I'm still getting used to new email software. I unfortunately placed my
reply in the wrong location in my last email and my comments may be
inadvertently attributed to Paolo. Sorry for the sloppiness.

As soon as I sent the last email, I thought of a counterexample to my
own
comment. If I kick a rock made of Uranium it hurts my toe. If I come
back
to the same rock after a few million years and kick it again it hurts a
"little" less. This is due to internal rearrangement of the particles
that
make up the Uranium atoms through radioactive decay into other atoms
and
particles - along with a release in energy as the internal potential
energies readjust - resulting in a lower mass.

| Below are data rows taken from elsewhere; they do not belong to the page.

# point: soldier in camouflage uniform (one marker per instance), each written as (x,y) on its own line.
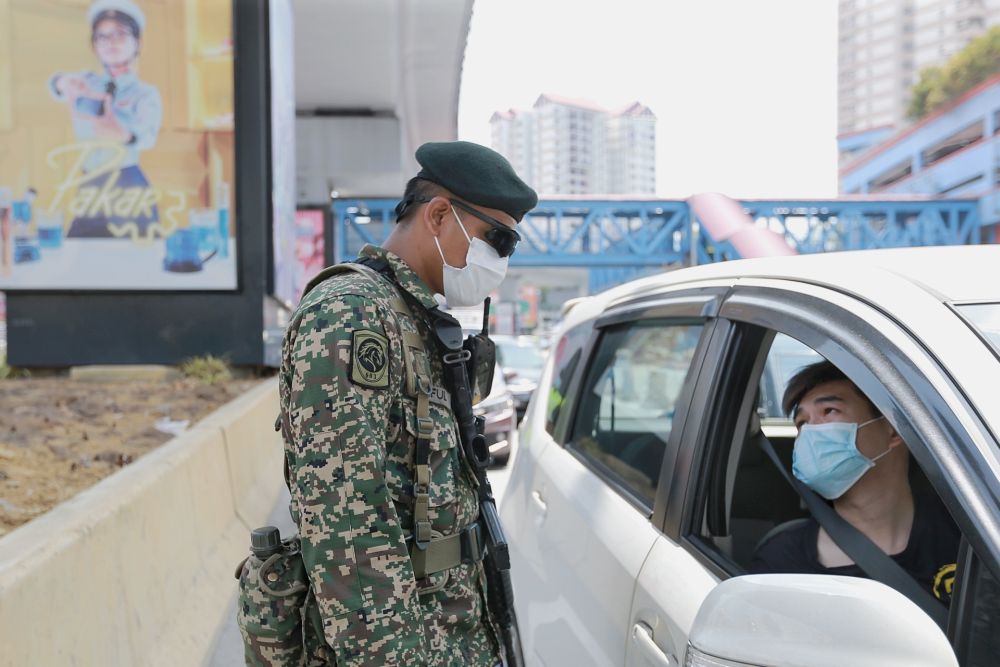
(356,357)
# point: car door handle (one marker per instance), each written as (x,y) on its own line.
(537,497)
(642,637)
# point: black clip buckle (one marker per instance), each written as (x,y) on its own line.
(454,358)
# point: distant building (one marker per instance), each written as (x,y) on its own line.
(571,147)
(883,45)
(954,152)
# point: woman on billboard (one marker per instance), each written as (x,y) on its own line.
(115,116)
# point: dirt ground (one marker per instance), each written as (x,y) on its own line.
(59,436)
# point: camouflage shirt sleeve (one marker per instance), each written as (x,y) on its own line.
(352,542)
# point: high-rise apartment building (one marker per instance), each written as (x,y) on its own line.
(569,147)
(884,44)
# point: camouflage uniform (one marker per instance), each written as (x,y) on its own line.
(350,432)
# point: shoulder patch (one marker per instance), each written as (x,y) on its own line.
(369,359)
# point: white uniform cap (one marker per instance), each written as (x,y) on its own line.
(126,7)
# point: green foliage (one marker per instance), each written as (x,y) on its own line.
(9,372)
(938,86)
(207,369)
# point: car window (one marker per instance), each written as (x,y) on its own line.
(515,355)
(626,406)
(984,622)
(565,359)
(786,357)
(753,516)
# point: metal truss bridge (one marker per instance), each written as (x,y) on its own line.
(619,240)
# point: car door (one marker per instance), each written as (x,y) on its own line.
(593,495)
(722,495)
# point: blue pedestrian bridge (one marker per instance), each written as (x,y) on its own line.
(619,239)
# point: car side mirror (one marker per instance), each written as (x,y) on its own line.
(813,620)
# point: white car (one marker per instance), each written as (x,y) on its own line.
(638,495)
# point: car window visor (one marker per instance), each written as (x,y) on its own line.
(866,554)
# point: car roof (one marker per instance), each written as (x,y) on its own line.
(953,273)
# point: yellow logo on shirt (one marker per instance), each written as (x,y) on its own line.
(944,580)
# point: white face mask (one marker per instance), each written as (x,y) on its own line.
(483,272)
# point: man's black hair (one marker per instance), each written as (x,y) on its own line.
(122,18)
(810,377)
(416,188)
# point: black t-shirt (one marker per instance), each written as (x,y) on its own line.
(929,556)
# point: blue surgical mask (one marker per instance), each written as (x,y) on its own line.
(826,457)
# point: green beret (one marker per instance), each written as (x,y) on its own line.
(478,175)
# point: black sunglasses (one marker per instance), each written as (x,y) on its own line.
(501,238)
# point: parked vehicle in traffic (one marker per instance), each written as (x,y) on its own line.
(521,359)
(640,490)
(498,410)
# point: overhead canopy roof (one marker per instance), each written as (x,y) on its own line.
(383,58)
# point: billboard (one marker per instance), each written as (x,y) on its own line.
(116,145)
(284,226)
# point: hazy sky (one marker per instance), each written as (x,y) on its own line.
(744,90)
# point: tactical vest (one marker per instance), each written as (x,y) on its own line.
(429,554)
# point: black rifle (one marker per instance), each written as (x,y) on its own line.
(496,563)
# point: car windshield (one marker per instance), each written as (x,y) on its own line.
(513,355)
(985,318)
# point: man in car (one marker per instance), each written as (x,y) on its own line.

It is my feeling that you are not directly sensitive to the energy
here. It is true that the rock is less massive at a later time, but it
is not what I would call "the same rock". You do indeed perceive the
mass of the rock in each case, and you can *infer* the energy of the
rock each time using Einstein's formula. You have an inertia meter of
sorts in your toe, and because you can perceive it, the mass of the
rock is real in my meaning of that term. (I note here that I have not
been reading the discussion on mass.)

On the other hand, I do not believe that there exists an energy meter.
All measurements of energy are indirect. They are made by measuring the
perceptible properties of a physical system and applying appropriate
formulae. That is the lesson in the Feynman parable. That is why I
classify energy as being more abstract (or less real) than, for
example, mass.

It has always seemed a little wondrous to me that a quantity that we
introduce as a convenience in Physics 1 to create a scalar way of
avoiding
the vector nature of Newton's 2nd Law turns out to have some sense of
reality in the equation E_0 = mc^2 and also in the General Theory of
Relativity.

It is all wonderful, even miraculous, of course.

Leigh



--
"Trust me. I have a lot of experience at this."